De ce fait, il faut mettre en place une réforme systémique. Elle doit cibler les enseignants, les élèves, la pédagogie et tout le processus. Le début sera de faire un bon diagnostic et bien établir la cartographie. Sami Mahmoud cite le programme Girls coding. Un programme destiné aux filles de la tranche d’âge dans les régions défavorisées. Dans le cadre du programme, elles apprennent le langage de la programmation.
L’enseignement supérieur a-t-il obtenu les résultats escomptés ?
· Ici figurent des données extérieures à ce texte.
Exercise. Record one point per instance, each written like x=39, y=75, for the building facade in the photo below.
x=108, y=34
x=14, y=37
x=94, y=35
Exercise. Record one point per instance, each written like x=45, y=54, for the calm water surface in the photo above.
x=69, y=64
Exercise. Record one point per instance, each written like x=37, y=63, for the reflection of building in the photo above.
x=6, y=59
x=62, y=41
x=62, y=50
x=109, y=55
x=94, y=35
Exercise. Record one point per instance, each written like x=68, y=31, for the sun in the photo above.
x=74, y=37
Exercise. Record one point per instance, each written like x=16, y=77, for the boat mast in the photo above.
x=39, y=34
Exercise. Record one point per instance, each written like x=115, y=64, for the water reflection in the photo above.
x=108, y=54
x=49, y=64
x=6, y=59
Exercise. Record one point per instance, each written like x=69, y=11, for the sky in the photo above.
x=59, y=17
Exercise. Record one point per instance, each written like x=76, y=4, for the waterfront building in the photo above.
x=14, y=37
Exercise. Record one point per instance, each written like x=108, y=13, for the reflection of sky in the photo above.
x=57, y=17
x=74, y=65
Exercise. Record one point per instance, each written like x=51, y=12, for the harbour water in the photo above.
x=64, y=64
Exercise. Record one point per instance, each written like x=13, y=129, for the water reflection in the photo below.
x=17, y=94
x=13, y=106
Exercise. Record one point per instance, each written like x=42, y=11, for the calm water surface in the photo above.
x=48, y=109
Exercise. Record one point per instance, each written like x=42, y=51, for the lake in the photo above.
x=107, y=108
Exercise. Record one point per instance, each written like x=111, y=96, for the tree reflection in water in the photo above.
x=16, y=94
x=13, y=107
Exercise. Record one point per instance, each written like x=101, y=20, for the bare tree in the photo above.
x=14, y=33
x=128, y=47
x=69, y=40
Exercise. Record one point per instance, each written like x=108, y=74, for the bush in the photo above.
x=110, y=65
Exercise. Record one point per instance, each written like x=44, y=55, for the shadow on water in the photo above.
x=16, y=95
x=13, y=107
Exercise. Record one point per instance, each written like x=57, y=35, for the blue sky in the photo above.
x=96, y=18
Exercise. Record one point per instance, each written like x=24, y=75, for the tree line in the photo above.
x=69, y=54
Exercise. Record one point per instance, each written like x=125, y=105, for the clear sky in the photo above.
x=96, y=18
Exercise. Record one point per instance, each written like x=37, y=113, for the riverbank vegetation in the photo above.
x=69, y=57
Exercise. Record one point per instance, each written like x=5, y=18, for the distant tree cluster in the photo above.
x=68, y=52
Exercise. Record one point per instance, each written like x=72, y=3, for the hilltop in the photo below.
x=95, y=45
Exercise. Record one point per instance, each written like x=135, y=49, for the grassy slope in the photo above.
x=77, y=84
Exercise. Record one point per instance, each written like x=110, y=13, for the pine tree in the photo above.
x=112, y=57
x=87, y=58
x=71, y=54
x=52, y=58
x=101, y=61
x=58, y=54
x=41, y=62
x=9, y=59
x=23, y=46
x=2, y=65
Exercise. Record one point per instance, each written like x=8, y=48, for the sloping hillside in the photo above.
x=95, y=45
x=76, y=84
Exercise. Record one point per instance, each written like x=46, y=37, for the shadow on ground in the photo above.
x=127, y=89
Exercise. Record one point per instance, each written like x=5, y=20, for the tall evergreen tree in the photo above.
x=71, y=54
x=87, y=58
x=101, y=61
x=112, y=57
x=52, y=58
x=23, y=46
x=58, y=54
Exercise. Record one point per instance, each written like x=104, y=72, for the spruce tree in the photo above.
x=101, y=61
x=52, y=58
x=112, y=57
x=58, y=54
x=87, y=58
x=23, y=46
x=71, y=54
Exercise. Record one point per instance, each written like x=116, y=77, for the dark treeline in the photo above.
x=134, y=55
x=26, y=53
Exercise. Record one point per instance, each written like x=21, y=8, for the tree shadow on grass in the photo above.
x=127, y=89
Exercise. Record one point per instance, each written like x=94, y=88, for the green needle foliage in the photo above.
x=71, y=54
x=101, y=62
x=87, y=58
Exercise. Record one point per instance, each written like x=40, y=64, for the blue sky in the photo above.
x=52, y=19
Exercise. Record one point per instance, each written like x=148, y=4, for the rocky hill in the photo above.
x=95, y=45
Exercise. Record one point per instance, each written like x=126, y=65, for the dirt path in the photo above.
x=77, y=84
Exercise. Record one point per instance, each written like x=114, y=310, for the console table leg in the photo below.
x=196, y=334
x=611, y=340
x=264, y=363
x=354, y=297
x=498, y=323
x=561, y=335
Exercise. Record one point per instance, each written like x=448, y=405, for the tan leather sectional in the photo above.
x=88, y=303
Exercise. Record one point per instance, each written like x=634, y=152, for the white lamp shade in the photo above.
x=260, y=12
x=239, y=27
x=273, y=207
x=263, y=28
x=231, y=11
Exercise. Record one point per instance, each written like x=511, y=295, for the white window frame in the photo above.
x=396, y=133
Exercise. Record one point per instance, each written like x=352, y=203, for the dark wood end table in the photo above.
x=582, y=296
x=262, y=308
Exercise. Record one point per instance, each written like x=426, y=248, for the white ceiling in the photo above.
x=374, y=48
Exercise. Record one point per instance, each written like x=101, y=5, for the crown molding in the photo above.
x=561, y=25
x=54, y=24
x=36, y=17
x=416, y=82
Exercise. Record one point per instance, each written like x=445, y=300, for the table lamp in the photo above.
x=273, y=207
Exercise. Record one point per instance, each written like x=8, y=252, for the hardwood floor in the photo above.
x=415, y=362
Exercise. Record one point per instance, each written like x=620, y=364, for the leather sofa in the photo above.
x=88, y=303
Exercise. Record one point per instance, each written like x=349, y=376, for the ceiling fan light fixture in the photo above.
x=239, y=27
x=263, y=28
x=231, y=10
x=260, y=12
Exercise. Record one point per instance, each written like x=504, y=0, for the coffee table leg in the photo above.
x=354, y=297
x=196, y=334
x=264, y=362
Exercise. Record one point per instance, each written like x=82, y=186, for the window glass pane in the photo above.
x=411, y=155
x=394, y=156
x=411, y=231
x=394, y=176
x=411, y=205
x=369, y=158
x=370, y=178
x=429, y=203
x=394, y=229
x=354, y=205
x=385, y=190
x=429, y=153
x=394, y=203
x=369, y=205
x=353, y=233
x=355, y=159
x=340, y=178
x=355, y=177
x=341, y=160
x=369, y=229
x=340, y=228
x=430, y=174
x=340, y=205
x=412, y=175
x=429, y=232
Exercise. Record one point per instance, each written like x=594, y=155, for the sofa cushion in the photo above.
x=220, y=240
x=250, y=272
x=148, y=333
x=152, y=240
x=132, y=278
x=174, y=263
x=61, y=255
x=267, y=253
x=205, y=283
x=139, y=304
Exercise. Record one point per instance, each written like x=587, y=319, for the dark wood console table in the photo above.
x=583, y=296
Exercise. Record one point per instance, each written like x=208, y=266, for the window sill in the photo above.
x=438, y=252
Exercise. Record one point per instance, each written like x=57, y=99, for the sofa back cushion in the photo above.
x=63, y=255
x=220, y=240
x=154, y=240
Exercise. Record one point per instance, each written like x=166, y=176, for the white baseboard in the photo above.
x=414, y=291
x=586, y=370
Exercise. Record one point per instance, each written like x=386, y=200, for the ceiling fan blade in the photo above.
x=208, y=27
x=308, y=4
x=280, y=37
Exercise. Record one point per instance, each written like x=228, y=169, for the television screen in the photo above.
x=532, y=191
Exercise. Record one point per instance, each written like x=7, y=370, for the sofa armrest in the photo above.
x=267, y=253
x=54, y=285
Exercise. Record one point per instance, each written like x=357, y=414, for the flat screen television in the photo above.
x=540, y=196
L’universitaire Nadia Zrelli considère que l’année 2030 connaîtra une deuxième massification de l’enseignement supérieur. Elle estime que l’évaluation de l’enseignement supérieur n’a pas encore été faite. De son côté l’économiste Salwa Trabelsi souligne l’importance de l’amélioration de la formation des enseignants, notamment dans les régions défavorisées.
Le Professeur des universités Salah Hatem a indiqué, de son côté, que l’Etat doit subventionner l’éducation. Et ne plus faire de distinction entre l’enseignement privé et celui public. Alors que l’Etat se contente de financer l’enseignement public. « Aujourdhui l’enseignement public est un choix et pas un refuge », dit-il. Pour lui, la gratuité de l’enseignement doit être accordée à ceux qui en ont besoin.
Habib Karaouli : nécessité d’une bonne gouvernance
Lors de son intervention, le PDG de CAP Bank Habib Karaouli a pris soin de synthétiser le débat. L’intervenant a affirmé qu’il faut agir pour la mise en place d’un cadre légal plus efficace pour faciliter l’inclusion financière. Il a souligné l’importance de lancer des campagnes de sensibilisation sur l’importance de la formation professionnelle. La mise en place d’une passerelle entre la formation professionnelle et l’ingénierie. De même, la mise en place d’une bonne gouvernance est de mise concernant les programmes et les méthodes de l’enseignement. Par ailleurs, il faut renforcer l’investissement dans les écoles publiques. Il estime que si l’enseignement public s’améliore, il y aura un retour du privé vers le public. Cela doit s’accompagner d’une amélioration du pouvoir d’achat.